La escasa siembra de sorgo, provocada por la falta de lluvias en el momento oportuno y la insuficiencia de apoyos gubernamentales, perfila un escenario de pérdidas severas para los productores de la entidad.
De acuerdo con Raúl García Vallejo, secretario general de la Confederación Nacional Campesina (CNC) en Tamaulipas, la situación es desalentadora desde su origen: hay menos superficie sembrada y, en lo poco que logró establecerse, los rendimientos serán bajos o nulos.
“Es una tristeza decir que la cosecha será mínima; algunos cultivos están regulares, otros apenas sobreviven y muchos no se van a lograr, aún con la inversión realizada”, señaló.
El dirigente advirtió que las afectaciones no serán homogéneas, pero sí generalizadas.
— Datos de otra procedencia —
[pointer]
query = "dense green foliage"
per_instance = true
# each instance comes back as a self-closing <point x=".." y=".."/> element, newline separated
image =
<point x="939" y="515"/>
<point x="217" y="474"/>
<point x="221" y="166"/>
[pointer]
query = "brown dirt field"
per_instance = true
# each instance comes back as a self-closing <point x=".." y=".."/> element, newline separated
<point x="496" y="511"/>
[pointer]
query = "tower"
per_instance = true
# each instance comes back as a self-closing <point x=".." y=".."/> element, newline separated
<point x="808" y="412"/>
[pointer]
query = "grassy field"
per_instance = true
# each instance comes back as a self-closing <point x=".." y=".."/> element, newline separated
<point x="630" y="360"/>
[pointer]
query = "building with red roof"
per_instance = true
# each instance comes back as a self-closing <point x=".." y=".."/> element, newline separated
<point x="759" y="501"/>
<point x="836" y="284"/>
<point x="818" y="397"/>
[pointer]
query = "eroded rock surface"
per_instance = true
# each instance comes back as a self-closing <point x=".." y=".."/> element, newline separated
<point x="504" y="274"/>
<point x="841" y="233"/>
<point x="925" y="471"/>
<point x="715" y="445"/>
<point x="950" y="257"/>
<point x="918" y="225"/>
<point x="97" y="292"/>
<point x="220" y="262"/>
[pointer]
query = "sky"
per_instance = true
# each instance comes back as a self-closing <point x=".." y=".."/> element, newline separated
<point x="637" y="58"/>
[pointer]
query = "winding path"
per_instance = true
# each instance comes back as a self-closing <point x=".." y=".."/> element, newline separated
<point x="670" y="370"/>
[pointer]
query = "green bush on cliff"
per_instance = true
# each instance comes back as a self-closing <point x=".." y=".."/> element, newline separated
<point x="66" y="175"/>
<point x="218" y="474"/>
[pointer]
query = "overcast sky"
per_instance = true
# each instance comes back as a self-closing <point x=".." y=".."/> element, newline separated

En algunos casos habrá pérdida total de cultivos y, en otros, cosechas parciales con bajo rendimiento, debido principalmente a la falta de agua en etapas clave del desarrollo del sorgo.
“Ahorita, gracias a Dios, llovió, pero no fue suficiente ni a tiempo para todos”, expresó.
A este panorama se suma un factor estructural: la reducción en la superficie sembrada. Muchos productores optaron por no arriesgarse ante la incertidumbre climática y la falta de incentivos, lo que limita desde el inicio la producción estatal.
Incluso, el propio dirigente evitó estimar cifras concretas sobre la producción esperada, al considerar que el panorama es incierto.
“No tengo una idea precisa; la verdad está difícil por la poca siembra que hay”, sostuvo.
Caída histórica en superficie y producción
Los datos confirman que el impacto al sorgo en Tamaulipas será profundo en 2026.
Estimaciones del sector advierten que más de 200 mil hectáreas podrían quedar sin sembrarse en este ciclo agrícola, una reducción significativa frente a años anteriores.
Además, ya se reportan entre 120 mil y 130 mil hectáreas sin cultivo en distintas zonas del estado, como reflejo de la falta de humedad, los altos costos y la ausencia de apoyos.
En términos de producción, Tamaulipas venía generando entre 1.25 y 1.4 millones de toneladas de sorgo; sin embargo, este año se prevé una caída considerable, incluso cercana al 50 por ciento en escenarios de sequía.
Este desplome no solo implica menor producción de grano, sino también una afectación directa a la economía rural, al empleo agrícola y a la cadena productiva vinculada, incluida la ganadería.